The advantage was driven largely by a massive 74% jump in AI-related semiconductor revenue, underscoring Broadcom’s position as a major beneficiary of the massive capital expenditures underway by hyperscale cloud providers. Digging deeper into the numbers, semiconductor solutions revenue grew 35% year over year to $11.1 billion, while infrastructure software revenue grew 19% year over year to nearly $7 billion.

Profitability is equally impressive, underscoring the company’s high-margin operating model. Broadcom reported non-GAAP earnings per share of $1.95, a year-over-year increase of 37%, higher than the market consensus of $1.87. Adjusted EBITDA for the quarter increased 34% year over year to $12.2 billion. Looking ahead to the first quarter, with results expected to be released after the market close on Wednesday, March 4, the momentum appears set to continue.

In the upcoming quarter, AI semiconductor revenue is expected to double year over year to $8.2 billion, driven by continued demand for custom AI accelerators and Ethernet AI switches. Additionally, the chipmaker expects total revenue of approximately $19.1 billion, with adjusted EBITDA reaching 67% of revenue.

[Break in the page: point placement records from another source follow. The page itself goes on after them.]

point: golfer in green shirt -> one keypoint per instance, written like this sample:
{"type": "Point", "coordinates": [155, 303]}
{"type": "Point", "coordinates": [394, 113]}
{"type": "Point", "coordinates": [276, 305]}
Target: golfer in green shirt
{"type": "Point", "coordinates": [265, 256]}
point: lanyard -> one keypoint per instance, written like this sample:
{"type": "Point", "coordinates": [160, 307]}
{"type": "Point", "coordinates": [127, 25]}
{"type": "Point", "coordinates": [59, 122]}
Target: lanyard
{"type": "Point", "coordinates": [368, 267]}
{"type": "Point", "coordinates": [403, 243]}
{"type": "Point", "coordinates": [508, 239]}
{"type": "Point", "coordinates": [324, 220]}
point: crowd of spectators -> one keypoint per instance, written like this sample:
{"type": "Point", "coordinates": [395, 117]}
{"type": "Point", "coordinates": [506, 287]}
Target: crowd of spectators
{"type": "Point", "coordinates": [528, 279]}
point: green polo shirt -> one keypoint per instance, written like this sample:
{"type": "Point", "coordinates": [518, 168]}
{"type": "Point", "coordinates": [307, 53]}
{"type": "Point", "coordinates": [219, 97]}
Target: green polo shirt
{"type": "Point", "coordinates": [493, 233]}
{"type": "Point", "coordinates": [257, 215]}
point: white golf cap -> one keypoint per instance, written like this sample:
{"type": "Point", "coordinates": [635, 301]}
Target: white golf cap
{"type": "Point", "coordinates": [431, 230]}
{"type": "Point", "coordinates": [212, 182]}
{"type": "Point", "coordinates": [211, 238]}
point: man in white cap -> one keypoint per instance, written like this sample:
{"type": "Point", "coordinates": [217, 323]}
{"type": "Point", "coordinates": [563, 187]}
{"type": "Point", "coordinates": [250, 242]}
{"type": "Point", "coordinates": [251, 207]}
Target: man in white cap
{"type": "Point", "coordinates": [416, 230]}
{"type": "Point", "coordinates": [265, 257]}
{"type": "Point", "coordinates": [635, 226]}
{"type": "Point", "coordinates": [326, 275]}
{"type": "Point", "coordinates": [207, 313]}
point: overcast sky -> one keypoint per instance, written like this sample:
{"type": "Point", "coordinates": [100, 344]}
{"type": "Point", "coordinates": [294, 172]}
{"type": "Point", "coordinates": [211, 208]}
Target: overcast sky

Overall, Wall Street’s confidence in Broadcom remains firm. The stock has a consensus “Strong Buy” rating, reflecting firm belief in its long-term prospects. Of the 43 analysts covering the company, 38 rate it a “Strong Buy,” three recommend a “Moderate Buy,” and only two recommend a “Hold” on the stock. The upside suggested by the price target is also worth noting.

The $449 average target suggests potential gains of around 42.7%, while the Street’s top estimate of $535 suggests shares could rise 70% from current levels.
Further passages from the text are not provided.